Passing through several owners, by the late 20th century the Vernon Mount estate was owned for a period by the Cork and Munster Motorcycle and Car Club. The club used the demesne for motocross and similar events. The house was sold to a private investor in the 1990s, though a planning application for redevelopment as apartments and a hotel was not successful. As of late 2021, the company that owned the building had reportedly been "dissolved".

==Today==
The house was listed for protection on the Record of Protected Structures by the local authority, and also included in the Record of Monuments and Places. The Irish Georgian Society, World Monuments Fund, An Taisce and other stakeholder groups listed the building as a risk, and attempts were made to slow the effects of deterioration, roof damage, water issues and vandalism over a number of decades. Although in private ownership, public funds were allocated by the Department of Arts and Heritage which allowed Cork County Council to undertake roof repairs in 2012.

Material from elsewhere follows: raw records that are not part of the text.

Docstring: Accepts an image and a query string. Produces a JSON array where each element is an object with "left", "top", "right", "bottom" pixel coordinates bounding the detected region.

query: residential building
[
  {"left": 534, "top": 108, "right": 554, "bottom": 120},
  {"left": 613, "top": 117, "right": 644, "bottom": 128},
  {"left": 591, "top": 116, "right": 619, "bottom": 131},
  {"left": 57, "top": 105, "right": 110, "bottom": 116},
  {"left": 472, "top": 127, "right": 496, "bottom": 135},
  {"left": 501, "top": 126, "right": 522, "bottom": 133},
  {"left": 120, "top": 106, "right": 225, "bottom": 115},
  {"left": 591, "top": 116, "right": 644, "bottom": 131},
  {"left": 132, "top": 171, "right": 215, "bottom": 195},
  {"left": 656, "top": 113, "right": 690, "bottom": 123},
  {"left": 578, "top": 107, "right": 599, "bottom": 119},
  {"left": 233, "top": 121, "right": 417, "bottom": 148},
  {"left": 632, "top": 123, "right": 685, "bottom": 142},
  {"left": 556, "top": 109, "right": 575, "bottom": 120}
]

Despite recommendations for a compulsory purchase order, to bring the building into permanent state ownership and protection, a severe fire in July 2016 reduced the structure to a largely empty shell. Following the fire, there was some speculation as to the future of the house and site. In September 2016, Cork County Council voted in favour of prosecuting the owners of Vernon Mount for "fail[ure] to secure the protected structure".

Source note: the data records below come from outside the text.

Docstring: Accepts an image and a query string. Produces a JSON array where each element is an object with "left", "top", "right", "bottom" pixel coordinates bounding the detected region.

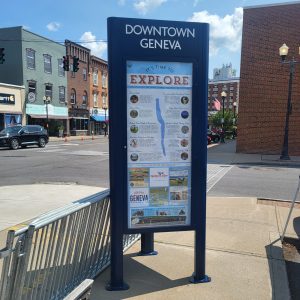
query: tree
[{"left": 211, "top": 110, "right": 238, "bottom": 132}]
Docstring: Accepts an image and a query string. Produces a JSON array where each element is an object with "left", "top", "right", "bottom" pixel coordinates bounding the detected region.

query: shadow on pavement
[
  {"left": 265, "top": 239, "right": 290, "bottom": 300},
  {"left": 283, "top": 217, "right": 300, "bottom": 300},
  {"left": 91, "top": 253, "right": 189, "bottom": 300}
]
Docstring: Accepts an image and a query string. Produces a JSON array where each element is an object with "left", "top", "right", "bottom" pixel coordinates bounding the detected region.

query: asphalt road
[{"left": 0, "top": 139, "right": 300, "bottom": 199}]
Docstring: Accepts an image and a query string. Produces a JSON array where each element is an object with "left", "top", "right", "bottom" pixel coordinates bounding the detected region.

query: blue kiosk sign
[{"left": 107, "top": 18, "right": 210, "bottom": 290}]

In 2017, there were renewed calls to bring the site into public ownership, and to stabilise the structure with a view to preserving its shell. As of 2019, Cork City Council (the responsible local authority following the 2019 Cork boundary change) reportedly stated that the "strategy in relation to Vernon Mount" was "under review", but that it had no plans to consider a compulsory purchase order. In 2020 the building was reportedly placed on the derelict sites register, and members of the council subsequently advocated funding stabilisation works as parts of the building were "at risk of collapsing". Though further calls for compulsory purchase were made in early 2023, there were reportedly "no signs" of the site being taken into public ownership by March 2024. The site remained derelict and "falling apart" as of September 2025.

A footbridge, linking the area to Tramore Valley Park, was named "Vernon Mount Bridge" in mid-2023.